The King’s accession to the throne since the death of his mother, Queen Elizabeth II, on September 8 makes Gordonstoun the first senior school to have educated a British monarch.
Charles’s time at the school saw him playing lead roles in the schools theatre productions and singing in the school choir.
The then-prince joined the school at aged 13 and was flown there on his first day in a plane piloted by his father, the late Prince Philip.
He spent five years at the school where he studied a broad curriculum as well as taking part in various extra-curricular activities such as sailing and playing musical instruments including the cello and trumpet.
His Majesty partook in drama productions and starred in Shakespeare’s Macbeth in a performance watched by his parents, the Queen and Duke of Edinburgh.

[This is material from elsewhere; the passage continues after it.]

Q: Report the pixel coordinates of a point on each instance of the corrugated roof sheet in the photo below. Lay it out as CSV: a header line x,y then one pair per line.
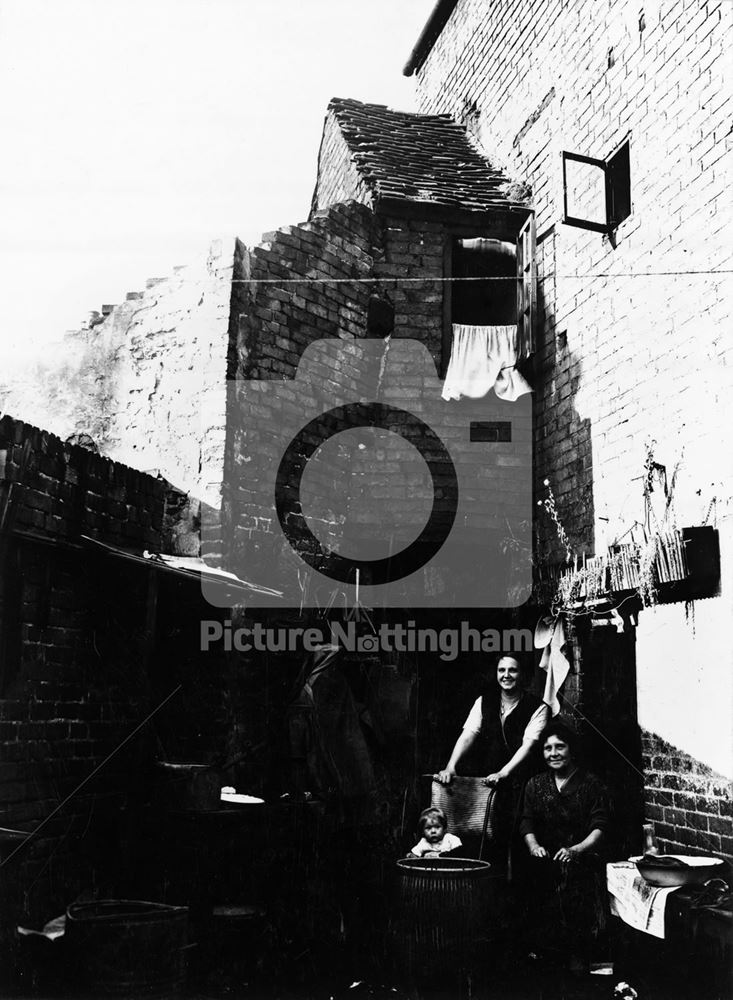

He was described as “the best actor in the school” by journalist Donald McLachlan in the Sunday Telegraph and other starring roles included the Duke of Exeter in Shakespeare’s Henry V and the Pirate King in Gilbert and Sullivan operetta The Pirates of Penzance.
Other extra-curricular activities the future king took part in included being a member of the debating society and going on walking expeditions in the Scottish Highlands, and in his final year at Gordonstoun, he became head boy.
He left Gordonstoun in 1967 and achieved above average results in his O-levels in English Language, English Literature, History, Latin and French and two A-levels in History and French.
He then went on to study archaeology and anthropology at Cambridge University.
The prince was at the centre of a royal controversy during his time at school after he drank a cherry brandy at a hotel on the Isle of Lewis. Then aged 14, he was under the legal drinking age and it was also forbidden for Gordonstoun pupils to drink alcohol.
The Cherry Brandy Affair, as it became known in the press, made scandalised headlines and led to the future kind being spoken to “strongly” by his headteacher.
It has been reported Charles did not enjoy his time at Gordonstoun due to the strict teaching, but His Majesty has since refuted such claims.
During a speech at the House of Lords in 1975, he said: “I am lucky in that I believe it taught me a great deal about myself and my own abilities and disabilities. It taught me to accept challenges and take the initiative.”